# Best Rub-on Wax?



## Qball (Jun 22, 2010)

Don't waste your money on that shit, none of it really works.


----------



## mrjimyjohn (Dec 18, 2010)

Qball said:


> Don't waste your money on that shit, none of it really works.


 thats not actually true. it does work, but since its not actually being applied with heat so it gets absorbed by the base, it comes off just as easy as it goes on. some stuff will actually stay on your board for a few runs, maybe even a whole day depending how hard you ride. i agree with you though it is sort of a scam by the companies that make it... 

so ya Sinodyn i wouldnt buy it in the first place if i were you


----------



## Qball (Jun 22, 2010)

mrjimyjohn said:


> thats not actually true. it does work, but since its not actually being applied with heat so it gets absorbed by the base, it comes off just as easy as it goes on. some stuff will actually stay on your board for a few runs, maybe even a whole day depending how hard you ride. i agree with you though it is sort of a scam by the companies that make it...
> 
> so ya Sinodyn i wouldnt buy it in the first place if i were you


I guess I should it doesn't work very well. I have used rub-on wax as hot wax before and it worked fine, but using it as rub-on sucks.


----------



## Bones (Feb 24, 2008)

mrjimyjohn said:


> it comes off just as easy as it goes on. some stuff will actually stay on your board for a few runs, maybe even a whole day depending how hard you ride. i agree with you though it is sort of a scam by the companies that make it...


I don't know if I'd call it a scam....

I always thought it was a hold-over/leftover from ski racing.
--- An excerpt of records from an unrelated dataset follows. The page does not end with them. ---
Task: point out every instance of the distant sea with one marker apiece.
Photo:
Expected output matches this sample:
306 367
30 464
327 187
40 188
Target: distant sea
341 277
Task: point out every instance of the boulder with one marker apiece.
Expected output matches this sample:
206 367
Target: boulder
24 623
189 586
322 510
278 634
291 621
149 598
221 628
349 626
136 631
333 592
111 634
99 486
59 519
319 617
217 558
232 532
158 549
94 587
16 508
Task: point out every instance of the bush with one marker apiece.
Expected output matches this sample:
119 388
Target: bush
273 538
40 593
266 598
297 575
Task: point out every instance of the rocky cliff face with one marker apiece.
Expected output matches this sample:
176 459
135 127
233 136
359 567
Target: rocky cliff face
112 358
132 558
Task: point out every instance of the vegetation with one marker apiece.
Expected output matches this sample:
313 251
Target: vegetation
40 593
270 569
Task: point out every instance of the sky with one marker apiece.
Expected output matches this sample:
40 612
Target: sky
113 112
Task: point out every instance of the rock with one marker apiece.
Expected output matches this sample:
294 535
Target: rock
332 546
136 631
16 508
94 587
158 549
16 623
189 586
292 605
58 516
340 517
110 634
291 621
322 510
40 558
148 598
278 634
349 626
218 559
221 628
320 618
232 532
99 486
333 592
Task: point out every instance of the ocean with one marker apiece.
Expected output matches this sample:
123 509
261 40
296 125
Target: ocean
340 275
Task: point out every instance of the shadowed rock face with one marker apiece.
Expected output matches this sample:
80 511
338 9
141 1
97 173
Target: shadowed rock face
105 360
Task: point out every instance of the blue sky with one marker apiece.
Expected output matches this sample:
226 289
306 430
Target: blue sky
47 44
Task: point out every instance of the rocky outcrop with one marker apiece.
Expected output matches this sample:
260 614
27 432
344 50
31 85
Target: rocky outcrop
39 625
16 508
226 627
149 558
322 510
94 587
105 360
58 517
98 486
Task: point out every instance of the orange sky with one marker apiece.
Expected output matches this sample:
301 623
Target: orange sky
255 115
Something easy that you could do at the starter's hut to adjust your running surface to the current or changing conditions. Intentionally not meant to be durable as you didn't want to screw around having to remove or prep your base before applying another temp rub-on for your second run (particularly if you had a poor first run!)

I don't think it was ever intended to replace a hot wax, merely tweak it for a run. So, for recreational applications, it's pretty much a waste of money.


----------



## DC5R (Feb 21, 2008)

My question is why spend the money on this if you know it's coming off in one run?


----------



## john doe (Nov 6, 2009)

It works just long enough for you to start riding and stop really paying attention to how fast your board is.


----------



## schmitty34 (Dec 28, 2007)

Buy an iron and spend the extra 30 minutes waxing your board when it needs it. 

Baby that base as much as you'd like and you'll be the fastest mother efer on the hill!


----------